Of course, there is no cold weather at Del Mar during the summer, or at least not like in Canada. But isn't it a concern that Turfway, another troubled Poly surface, lacks the jelly cable too?

And I just want to reinforce here that I'm all for the synthetic surface experiment. However, I'm just relating what is going on, and not all of that is presently good. It's still early in the game, and I think that the problems have to be given time to be worked out.

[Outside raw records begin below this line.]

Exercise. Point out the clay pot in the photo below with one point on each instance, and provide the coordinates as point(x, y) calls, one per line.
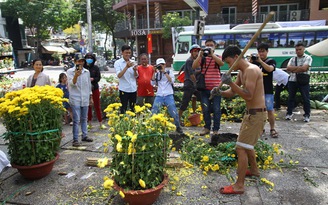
point(194, 119)
point(142, 197)
point(37, 171)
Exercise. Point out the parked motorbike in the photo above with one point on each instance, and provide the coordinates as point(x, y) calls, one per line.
point(68, 64)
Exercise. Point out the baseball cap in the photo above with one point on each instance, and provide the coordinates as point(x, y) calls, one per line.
point(194, 46)
point(160, 61)
point(78, 57)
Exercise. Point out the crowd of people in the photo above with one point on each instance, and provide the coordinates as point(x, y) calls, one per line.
point(143, 83)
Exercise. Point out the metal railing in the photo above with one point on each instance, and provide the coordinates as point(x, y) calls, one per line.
point(214, 19)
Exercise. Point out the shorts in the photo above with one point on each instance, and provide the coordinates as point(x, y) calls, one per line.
point(187, 96)
point(66, 105)
point(269, 101)
point(251, 129)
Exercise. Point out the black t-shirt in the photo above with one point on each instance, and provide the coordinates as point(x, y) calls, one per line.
point(267, 76)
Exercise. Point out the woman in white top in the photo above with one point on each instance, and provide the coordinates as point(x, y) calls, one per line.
point(38, 78)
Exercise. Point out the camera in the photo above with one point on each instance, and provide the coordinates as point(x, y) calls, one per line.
point(206, 51)
point(254, 56)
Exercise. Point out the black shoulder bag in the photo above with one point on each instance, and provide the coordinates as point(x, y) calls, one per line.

During the TVG telecast, I saw a two-year old pace from the Meadowlands in which favored Bono Blue Chip was 1-9, despite it being his first career pari-mutuel race! As you may know, harness horses compete in non-betting qualifying races as a warm-up before a debut or a return from a layoff, and sometimes as required by the judges due to excessive breaks. I didn't see the pp lines, but I'm sure he won his 'Q's impressively. Now I can't conceive betting virtually any horse at 1-9. But a two-year old harness horse making his debut? Oh man! So Bono Blue Chip is sitting 5th down the backstretch with John Campbell, and suddenly shows why he was 1-9 with a powerful brush to the lead. Then he showed why you don't bet harness horses at 1-9; he went offstride on the turn. But he only dropped back to second before recovering, promptly regained the lead and turned for home. Man, that's a long stretch for the chalk bettors. He just couldn't quite put the '7' horse away while continuing wide, and then mercifully put his backers out of their misery by breaking again, finishing second and being DQ's out of the money. But I'm sure that all the bettors had fun.